Monday, April 28, 2014

Citation du 29 avril 2014



Le travail pense, la paresse songe.
Jules Renard – Journal
Commentaire I
La pensée, cette merveille qui fait de l’homme une créature unique, est aussi une puissante révélatrice de la nature humaine : c’est elle qui fait non seulement le sujet individuel (Je pense donc je suis), mais encore elle caractérise l’espèce : l’homme est un animal-pensant.
Seulement ce n’est pas tout. Car pour penser encore faut-il travailler, et non paresser : la paresse songe dit Jules Renard.
Qu’est-ce à dire ? Pas de pensée sans effort ? Et qu’apporte donc l’effort ? Une continuité orientée vers un but ? Un enchaînement efficace – donc logique ? Un résultat évaluable ?

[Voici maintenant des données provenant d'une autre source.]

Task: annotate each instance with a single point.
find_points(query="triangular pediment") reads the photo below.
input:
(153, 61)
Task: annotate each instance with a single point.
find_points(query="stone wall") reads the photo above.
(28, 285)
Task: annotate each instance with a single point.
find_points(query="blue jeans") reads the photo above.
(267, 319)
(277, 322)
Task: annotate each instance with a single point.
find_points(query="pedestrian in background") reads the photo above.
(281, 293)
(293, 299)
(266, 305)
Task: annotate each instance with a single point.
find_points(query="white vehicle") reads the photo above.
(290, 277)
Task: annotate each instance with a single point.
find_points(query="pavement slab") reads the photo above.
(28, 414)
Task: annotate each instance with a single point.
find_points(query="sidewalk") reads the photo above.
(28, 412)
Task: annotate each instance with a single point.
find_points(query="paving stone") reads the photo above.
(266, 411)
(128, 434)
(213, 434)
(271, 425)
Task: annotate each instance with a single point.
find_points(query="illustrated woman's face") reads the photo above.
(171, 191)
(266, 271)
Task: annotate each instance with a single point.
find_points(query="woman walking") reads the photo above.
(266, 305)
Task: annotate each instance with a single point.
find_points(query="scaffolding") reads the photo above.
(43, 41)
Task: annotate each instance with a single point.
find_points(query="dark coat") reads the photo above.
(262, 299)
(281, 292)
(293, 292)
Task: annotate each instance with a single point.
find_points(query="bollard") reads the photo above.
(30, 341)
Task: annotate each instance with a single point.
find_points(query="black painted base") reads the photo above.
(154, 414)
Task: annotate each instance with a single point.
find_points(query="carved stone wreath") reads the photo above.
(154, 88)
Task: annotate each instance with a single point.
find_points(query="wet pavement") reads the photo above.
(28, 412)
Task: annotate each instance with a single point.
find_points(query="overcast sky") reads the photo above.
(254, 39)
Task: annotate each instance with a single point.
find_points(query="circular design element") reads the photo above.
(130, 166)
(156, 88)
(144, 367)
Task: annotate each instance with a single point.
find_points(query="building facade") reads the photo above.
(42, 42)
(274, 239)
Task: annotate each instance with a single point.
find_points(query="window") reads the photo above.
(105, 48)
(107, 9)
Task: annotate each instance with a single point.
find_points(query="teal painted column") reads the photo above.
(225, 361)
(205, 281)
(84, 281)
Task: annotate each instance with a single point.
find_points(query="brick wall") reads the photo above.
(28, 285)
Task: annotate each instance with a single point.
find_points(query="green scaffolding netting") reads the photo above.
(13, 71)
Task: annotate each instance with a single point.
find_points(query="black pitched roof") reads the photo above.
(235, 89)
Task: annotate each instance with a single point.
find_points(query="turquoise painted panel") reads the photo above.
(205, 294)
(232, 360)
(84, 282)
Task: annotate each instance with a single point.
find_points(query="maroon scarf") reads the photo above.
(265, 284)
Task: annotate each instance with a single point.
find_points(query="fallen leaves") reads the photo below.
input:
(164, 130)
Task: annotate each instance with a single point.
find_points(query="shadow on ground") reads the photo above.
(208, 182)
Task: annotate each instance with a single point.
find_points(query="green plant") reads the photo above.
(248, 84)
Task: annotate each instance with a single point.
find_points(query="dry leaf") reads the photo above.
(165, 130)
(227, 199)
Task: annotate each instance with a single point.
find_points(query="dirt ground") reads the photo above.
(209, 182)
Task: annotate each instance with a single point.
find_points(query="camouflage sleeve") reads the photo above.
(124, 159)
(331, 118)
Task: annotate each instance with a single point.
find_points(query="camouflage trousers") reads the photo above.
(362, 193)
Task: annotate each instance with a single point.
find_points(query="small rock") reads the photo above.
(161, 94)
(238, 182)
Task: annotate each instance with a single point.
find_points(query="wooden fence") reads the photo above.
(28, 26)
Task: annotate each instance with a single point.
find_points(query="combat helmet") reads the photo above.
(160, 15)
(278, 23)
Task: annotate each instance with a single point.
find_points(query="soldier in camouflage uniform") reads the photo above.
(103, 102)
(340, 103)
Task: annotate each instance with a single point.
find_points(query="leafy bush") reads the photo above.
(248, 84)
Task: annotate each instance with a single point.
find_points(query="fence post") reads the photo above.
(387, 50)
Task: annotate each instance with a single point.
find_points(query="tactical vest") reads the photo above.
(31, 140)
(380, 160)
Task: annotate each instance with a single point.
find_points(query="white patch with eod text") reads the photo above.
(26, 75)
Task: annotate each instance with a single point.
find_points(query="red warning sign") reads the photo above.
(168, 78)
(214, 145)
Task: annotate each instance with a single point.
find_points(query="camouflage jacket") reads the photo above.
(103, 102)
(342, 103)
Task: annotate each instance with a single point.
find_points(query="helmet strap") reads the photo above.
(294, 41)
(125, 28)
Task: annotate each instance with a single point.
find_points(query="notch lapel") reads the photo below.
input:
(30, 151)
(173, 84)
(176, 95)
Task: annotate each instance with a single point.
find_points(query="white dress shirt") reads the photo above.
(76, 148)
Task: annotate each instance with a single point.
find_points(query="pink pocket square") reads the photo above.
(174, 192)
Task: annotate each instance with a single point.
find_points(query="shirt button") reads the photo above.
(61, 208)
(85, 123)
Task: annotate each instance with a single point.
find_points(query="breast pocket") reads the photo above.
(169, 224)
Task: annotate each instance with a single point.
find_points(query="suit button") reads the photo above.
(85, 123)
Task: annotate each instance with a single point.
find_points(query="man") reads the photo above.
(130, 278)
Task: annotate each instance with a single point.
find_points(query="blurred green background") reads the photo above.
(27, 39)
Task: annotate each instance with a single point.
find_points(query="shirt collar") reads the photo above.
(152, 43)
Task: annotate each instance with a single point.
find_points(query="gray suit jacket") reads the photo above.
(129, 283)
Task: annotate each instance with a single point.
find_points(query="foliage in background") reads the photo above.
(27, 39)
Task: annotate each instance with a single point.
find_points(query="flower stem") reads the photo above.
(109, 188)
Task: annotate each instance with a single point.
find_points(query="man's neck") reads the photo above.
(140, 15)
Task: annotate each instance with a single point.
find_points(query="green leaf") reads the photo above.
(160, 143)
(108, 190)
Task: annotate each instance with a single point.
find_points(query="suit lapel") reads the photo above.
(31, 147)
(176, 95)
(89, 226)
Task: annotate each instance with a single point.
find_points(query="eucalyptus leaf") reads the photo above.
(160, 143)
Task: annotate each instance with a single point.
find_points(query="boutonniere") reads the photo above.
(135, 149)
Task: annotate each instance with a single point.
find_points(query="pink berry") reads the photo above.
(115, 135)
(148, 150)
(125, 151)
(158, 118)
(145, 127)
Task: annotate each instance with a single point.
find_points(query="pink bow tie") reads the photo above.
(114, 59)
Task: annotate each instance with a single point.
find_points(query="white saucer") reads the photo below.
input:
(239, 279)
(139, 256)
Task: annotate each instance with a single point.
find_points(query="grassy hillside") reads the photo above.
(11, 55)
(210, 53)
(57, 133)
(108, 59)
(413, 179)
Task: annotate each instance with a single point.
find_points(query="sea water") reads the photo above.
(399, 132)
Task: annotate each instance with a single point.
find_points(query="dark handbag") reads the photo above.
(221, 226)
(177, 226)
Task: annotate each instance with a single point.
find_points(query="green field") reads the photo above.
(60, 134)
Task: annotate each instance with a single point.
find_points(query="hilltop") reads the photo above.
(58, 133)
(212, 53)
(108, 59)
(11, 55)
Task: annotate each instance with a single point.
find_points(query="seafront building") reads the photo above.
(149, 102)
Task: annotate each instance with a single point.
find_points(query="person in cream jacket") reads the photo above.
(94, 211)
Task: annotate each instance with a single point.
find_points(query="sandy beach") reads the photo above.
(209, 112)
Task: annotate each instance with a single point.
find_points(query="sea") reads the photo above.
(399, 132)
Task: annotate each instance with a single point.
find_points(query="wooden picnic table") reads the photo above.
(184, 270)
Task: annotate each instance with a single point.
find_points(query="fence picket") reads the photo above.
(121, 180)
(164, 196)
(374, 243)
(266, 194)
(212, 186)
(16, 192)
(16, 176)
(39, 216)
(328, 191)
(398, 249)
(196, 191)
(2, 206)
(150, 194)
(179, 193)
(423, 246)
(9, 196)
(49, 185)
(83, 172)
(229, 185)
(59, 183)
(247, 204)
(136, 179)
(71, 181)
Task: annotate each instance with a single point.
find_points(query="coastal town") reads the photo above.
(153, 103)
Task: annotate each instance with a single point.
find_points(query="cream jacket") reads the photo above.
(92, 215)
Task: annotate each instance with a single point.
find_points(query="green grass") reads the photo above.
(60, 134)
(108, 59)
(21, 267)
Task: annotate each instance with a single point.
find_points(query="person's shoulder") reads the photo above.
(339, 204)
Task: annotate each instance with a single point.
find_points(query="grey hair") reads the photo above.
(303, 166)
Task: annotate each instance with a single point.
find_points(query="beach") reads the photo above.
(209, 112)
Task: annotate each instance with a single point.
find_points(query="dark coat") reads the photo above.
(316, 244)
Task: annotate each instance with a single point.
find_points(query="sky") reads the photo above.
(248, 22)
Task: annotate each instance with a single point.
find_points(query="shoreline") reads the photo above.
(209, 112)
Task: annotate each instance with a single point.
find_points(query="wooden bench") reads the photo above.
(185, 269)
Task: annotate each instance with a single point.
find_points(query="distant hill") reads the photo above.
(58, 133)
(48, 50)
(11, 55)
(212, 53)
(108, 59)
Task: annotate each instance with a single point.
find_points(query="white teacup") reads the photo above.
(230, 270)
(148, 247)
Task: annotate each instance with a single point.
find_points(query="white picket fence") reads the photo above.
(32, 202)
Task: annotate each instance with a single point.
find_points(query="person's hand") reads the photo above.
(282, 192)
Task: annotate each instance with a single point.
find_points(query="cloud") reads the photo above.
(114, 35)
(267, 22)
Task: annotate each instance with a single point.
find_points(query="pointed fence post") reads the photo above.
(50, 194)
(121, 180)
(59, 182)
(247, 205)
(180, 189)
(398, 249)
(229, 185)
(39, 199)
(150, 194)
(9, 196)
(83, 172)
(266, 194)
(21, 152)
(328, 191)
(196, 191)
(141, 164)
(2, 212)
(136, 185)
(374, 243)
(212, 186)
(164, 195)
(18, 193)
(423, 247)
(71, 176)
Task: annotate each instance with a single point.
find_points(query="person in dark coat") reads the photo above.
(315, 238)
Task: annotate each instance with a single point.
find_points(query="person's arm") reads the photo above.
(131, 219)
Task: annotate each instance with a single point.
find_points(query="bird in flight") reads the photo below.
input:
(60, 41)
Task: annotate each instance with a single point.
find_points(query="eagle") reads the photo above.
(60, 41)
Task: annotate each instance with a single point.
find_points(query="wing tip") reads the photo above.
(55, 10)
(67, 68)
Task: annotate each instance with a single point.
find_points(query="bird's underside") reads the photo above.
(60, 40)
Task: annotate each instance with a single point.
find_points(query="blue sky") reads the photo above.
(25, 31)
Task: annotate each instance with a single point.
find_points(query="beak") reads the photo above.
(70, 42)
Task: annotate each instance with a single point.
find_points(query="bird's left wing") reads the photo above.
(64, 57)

Mais alors, question essentielle : à quel travail « songe » donc Jules Renard ? S’agit-il d’un travail spécifique à l’action de penser, ce que les philosophes entendent généralement quand ils parlent de « penser » comme d’une action propre à l’homme (dans le sillage de Descartes) ? Ou bien de ce qui accompagne tout travail, que ce soit celui du rat de bibliothèque – ou celui du terrassier ?
Et le terrassier, à quel moment pense-t-il ? Quand il manie sa pelle ou bien quand il reprend sa respiration, appuyé sur la manche de sa pelle ?
Quoiqu’il en soit, le travail spécifique à la pensée – nommons-le « travail intellectuel » –existe effectivement, car il engendre une fatigue bien particulière. C’est d’ailleurs  ce que les travailleurs manuels (comme par exemple les terrassiers) ont du mal à comprendre : comment peut-on être fatigué quand on a passé la journée entière assis sur sa chaise à gratter du papier (ou taper sur un clavier). Qu’est-ce que c’est que cette fatigue qui ne nous empêche pas d’aller courir 10 kilomètres en sortant du bureau ?
Il a fallu attendre jusqu’à aujourd’hui pour mieux comprendre ce qu’est la fatigue du cerveau, liée à la dépense de médiateurs chimiques qui ne se régénèrent que pendant le sommeil. Le cerveau est comme une pile qui se rechargerait la nuit et se déchargerait le jour.